Before there was Youtube, Hulu, Netflix, and broadcasters streaming their content on the Internet, there was iCraveTV. iCraveTV, a Canadian-based start-up, launched in November 1999, by streaming 17 over-the-air television channels on the Internet. The picture was small, connection speeds were slow, but the service was streaming real-time television years before it became commonplace. The company relied upon two Canadian laws to provide the service: the Copyright Act, which contains a provision permitting retransmission of broadcast signals subject to certain conditions, and the CRTC’s New Media Exemption order, which excluded new media broadcasters from regulation.
The company faced an immediate legal fight from Hollywood and broadcasters. Within months of launching, the service shut down. U.S. demands for Canadian law reform ultimately led to changes to the Copyright Act, which effectively excluded “new media retransmitters” from taking advantage of the retransmission provision.
iCraveTV is long forgotten for most Internet users, but the legal framework that ultimately emerged was invoked this week by the CRTC in Canada’s leading net neutrality case.
At issue is whether companies such as Bell are violating Canada’s Internet traffic management practices (also referred to as net neutrality guidelines) due the different treatment of Internet video on services such as Bell Mobility. The original complaint noted that the cost of watching a service such as Netflix is different from watching Bell Mobile TV because of different ways of treating the data that is used (the Bell Mobile TV data is exempted from the monthly data cap). The case has now been expanded to include other providers.
Bell has argued that the case is not a telecom case (and therefore subject to the traffic management rules), but rather a broadcast matter that qualifies under the new media exemption. This week, the CRTC sent a series of questions to Bell (as well as Rogers and Videotron). The very first question invokes the iCraveTV legal framework:
Given that you have indicated in your submissions that the Mobile TV App operates under the terms of the Digital Media Broadcasting Undertaking Exemption Order, it would appear that you would be unable to make use of the retransmission regime set out in the Copyright Act. In light of this, please describe in detail the following:
a. Which rights you obtain to broadcast live television channels on Mobile TV App; and
b. Whether subscribers to Mobile TV App receive any local, regional or distant channels, and if so how you determine what constitutes local, regional or distant for that subscriber.

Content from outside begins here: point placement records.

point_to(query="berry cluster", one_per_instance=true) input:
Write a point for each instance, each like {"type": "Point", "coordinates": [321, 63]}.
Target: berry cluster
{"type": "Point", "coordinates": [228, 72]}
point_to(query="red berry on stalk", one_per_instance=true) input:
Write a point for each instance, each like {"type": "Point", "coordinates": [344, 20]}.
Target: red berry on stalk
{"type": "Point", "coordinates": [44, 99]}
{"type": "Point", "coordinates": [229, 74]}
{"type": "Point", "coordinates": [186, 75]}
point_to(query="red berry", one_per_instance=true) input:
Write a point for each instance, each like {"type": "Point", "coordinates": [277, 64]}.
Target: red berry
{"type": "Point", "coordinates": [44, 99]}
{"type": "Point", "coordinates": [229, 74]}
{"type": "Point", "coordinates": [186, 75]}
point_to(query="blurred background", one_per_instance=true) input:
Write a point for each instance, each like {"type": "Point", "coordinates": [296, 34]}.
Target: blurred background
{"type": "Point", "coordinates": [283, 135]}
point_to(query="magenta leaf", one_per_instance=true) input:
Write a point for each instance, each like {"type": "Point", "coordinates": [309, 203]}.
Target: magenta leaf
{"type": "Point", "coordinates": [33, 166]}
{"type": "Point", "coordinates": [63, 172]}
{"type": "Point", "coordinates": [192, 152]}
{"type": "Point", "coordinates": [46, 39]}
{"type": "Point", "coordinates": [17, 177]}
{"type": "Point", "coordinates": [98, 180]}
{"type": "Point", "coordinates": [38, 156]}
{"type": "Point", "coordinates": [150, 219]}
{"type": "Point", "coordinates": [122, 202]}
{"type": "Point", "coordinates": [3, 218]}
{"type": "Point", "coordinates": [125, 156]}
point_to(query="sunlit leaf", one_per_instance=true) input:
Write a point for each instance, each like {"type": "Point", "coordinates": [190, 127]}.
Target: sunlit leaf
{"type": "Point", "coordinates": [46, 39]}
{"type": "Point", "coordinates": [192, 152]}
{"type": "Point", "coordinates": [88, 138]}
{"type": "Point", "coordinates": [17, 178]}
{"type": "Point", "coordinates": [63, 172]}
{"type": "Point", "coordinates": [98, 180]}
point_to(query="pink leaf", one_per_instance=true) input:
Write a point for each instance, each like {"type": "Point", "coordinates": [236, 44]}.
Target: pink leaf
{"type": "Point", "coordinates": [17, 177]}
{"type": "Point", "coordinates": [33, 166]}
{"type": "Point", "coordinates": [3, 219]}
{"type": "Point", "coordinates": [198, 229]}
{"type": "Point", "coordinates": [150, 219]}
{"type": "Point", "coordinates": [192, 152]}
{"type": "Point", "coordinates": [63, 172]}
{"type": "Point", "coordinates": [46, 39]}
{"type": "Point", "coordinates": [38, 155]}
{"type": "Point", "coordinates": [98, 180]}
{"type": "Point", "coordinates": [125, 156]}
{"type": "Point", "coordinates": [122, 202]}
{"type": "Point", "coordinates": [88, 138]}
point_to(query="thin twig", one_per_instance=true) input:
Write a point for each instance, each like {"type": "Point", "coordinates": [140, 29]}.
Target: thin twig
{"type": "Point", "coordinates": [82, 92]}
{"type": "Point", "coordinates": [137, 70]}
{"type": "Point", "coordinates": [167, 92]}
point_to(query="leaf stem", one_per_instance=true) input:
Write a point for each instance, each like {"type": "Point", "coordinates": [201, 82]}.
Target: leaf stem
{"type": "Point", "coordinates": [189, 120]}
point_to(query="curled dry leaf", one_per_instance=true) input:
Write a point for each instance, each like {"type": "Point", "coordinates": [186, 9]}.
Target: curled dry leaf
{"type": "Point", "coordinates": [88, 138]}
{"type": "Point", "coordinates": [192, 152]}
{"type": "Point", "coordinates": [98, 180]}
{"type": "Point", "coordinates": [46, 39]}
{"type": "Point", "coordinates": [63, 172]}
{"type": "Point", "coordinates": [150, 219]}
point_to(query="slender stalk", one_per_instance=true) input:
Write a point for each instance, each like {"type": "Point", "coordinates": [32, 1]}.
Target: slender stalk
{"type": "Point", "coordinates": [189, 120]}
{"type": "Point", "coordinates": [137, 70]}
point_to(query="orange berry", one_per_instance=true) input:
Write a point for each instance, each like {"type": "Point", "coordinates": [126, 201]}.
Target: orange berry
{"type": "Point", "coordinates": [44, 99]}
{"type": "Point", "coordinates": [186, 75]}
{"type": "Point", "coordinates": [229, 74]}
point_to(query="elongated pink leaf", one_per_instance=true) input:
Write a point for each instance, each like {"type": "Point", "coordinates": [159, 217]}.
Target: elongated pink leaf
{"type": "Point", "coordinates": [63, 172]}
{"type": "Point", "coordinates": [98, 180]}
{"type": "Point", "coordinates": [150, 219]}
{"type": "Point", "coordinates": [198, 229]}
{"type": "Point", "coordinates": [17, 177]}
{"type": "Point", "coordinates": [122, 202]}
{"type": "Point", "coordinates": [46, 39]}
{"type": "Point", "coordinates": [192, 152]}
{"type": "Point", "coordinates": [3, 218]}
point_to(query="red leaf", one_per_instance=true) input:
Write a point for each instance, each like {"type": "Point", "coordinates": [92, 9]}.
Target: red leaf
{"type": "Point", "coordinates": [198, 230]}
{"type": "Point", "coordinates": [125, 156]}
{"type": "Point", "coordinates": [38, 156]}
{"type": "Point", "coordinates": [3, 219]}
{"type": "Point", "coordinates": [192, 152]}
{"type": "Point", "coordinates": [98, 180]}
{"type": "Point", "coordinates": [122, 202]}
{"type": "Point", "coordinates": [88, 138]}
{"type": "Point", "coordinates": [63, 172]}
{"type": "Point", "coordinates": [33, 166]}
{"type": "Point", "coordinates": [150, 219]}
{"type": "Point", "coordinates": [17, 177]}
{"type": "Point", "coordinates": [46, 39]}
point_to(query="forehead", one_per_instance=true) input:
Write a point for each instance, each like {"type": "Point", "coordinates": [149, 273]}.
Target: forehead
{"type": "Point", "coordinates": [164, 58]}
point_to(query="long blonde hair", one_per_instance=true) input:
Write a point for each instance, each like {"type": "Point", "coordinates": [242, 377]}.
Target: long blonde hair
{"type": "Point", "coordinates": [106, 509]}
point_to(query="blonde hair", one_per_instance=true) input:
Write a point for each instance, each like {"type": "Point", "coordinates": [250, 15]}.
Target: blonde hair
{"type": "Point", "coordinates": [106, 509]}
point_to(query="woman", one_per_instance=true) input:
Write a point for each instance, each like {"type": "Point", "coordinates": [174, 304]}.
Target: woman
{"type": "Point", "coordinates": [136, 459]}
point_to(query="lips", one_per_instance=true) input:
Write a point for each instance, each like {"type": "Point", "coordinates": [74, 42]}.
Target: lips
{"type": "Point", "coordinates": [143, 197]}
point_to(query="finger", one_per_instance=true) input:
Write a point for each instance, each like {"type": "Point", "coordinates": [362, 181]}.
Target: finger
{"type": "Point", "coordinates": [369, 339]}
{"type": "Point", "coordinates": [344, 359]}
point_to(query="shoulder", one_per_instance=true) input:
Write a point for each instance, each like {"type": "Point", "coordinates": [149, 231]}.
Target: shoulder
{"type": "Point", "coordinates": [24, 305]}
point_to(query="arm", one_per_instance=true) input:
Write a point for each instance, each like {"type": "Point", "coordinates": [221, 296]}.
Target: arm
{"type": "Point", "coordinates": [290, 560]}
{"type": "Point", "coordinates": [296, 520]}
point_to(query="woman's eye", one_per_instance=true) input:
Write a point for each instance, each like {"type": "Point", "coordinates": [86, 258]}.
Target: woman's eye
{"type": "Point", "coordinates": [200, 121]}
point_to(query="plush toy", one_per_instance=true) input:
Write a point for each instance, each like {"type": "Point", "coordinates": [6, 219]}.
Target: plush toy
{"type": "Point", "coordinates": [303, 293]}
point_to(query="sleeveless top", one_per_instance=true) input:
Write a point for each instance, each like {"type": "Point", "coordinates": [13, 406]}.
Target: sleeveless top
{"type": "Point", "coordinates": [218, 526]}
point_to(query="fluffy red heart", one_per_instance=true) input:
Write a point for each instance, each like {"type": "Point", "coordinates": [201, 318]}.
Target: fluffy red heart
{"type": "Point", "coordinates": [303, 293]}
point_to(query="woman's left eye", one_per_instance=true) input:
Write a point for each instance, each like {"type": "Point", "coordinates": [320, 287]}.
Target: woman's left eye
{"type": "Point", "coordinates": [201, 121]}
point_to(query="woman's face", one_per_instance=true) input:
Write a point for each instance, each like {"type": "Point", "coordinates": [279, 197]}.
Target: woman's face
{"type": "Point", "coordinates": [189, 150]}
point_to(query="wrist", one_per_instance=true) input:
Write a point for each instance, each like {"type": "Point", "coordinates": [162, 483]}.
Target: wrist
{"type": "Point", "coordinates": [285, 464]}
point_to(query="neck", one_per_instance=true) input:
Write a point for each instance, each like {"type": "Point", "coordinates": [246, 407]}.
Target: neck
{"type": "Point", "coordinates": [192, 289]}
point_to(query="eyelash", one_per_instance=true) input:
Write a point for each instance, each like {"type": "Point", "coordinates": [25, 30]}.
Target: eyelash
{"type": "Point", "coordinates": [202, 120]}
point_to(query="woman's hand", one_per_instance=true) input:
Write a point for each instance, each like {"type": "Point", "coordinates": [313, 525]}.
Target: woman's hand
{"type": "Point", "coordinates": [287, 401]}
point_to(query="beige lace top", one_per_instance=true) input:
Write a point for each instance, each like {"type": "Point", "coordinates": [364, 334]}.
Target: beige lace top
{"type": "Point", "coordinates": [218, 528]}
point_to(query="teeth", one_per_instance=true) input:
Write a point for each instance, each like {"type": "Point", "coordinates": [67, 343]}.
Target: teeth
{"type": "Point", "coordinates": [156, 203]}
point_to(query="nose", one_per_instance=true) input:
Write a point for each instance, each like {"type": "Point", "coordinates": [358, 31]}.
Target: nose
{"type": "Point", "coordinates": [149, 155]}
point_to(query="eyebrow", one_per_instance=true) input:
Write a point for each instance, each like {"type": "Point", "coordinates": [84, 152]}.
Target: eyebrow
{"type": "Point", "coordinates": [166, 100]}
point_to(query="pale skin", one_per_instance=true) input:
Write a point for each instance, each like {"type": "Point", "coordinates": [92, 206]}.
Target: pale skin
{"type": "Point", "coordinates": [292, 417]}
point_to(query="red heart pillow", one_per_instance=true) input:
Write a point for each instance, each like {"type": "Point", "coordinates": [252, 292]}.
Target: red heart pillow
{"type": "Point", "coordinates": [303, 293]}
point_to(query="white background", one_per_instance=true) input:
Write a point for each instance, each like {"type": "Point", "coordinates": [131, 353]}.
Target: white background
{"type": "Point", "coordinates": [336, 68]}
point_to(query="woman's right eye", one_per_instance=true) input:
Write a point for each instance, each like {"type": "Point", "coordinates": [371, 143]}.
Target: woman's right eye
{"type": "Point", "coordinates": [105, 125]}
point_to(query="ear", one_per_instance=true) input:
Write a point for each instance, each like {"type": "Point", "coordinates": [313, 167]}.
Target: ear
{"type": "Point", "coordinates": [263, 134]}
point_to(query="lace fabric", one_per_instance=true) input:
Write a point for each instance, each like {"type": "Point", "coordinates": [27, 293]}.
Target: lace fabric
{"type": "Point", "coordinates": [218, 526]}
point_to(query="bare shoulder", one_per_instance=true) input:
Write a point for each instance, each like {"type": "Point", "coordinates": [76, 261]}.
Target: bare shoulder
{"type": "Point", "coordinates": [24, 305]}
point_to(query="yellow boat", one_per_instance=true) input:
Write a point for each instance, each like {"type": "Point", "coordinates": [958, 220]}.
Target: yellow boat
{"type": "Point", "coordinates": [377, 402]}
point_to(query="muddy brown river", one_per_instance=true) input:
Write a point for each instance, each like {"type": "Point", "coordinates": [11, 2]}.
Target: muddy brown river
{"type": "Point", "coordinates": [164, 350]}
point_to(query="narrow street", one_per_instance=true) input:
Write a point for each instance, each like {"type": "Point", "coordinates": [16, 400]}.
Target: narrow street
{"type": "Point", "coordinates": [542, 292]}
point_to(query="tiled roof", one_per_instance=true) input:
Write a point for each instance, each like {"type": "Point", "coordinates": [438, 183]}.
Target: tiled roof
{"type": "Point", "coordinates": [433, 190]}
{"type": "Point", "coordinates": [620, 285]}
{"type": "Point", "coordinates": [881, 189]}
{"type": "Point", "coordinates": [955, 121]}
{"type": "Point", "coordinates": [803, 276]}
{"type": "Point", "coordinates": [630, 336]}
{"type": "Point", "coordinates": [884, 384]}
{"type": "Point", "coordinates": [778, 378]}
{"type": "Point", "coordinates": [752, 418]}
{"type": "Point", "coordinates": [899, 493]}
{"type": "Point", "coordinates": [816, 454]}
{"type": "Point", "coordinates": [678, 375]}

In plain language, the post-iCraveTV framework means that services can’t both rely on the Copyright Act retransmitter provision and the CRTC’s new media exemption order. If the retransmitter relies on the Copyright Act, it will be subject to regulation under the Broadcasting Act. Alternatively, if the service is excluded from Broadcasting Act regulation by qualifying under the new media exemption, it cannot rely on the Copyright Act provision and must obtain licenses to avoid copyright infringement claims.
The CRTC notes that Bell says it is relying on the new media exemption for its Mobile TV service. Leaving aside the bigger question on whether the service should be viewed as telecom or broadcast, Bell’s response suggests that it must have licensing arrangements for the channels it carries, otherwise the retransmission infringes copyright. The Bell Mobile TV service includes several over-the-air channels such as the CBC and CITY-TV and the CRTC wants to know more about the licensing deals that presumably exist to allow Bell to retransmit those channels through its service.
Really glad that the CRTC is taking this approach. It’s been frustrating watching the BDU’s straddle the fence, claiming whichever legal framework is most advantageous when it’s about them, and trying to throw the less advantage framework at other services when it’s not.
It’s especially important as the BDU’s all expand into more and more new media services – as the potential for net neutrality abuse is just going to grow exponentially, so precedents are going to be increasingly important.
You forgot about Nabu in Ottawa! Gaming-on-demand in the mid-80s. It was awesome, but slow because it too suffered from being throttled.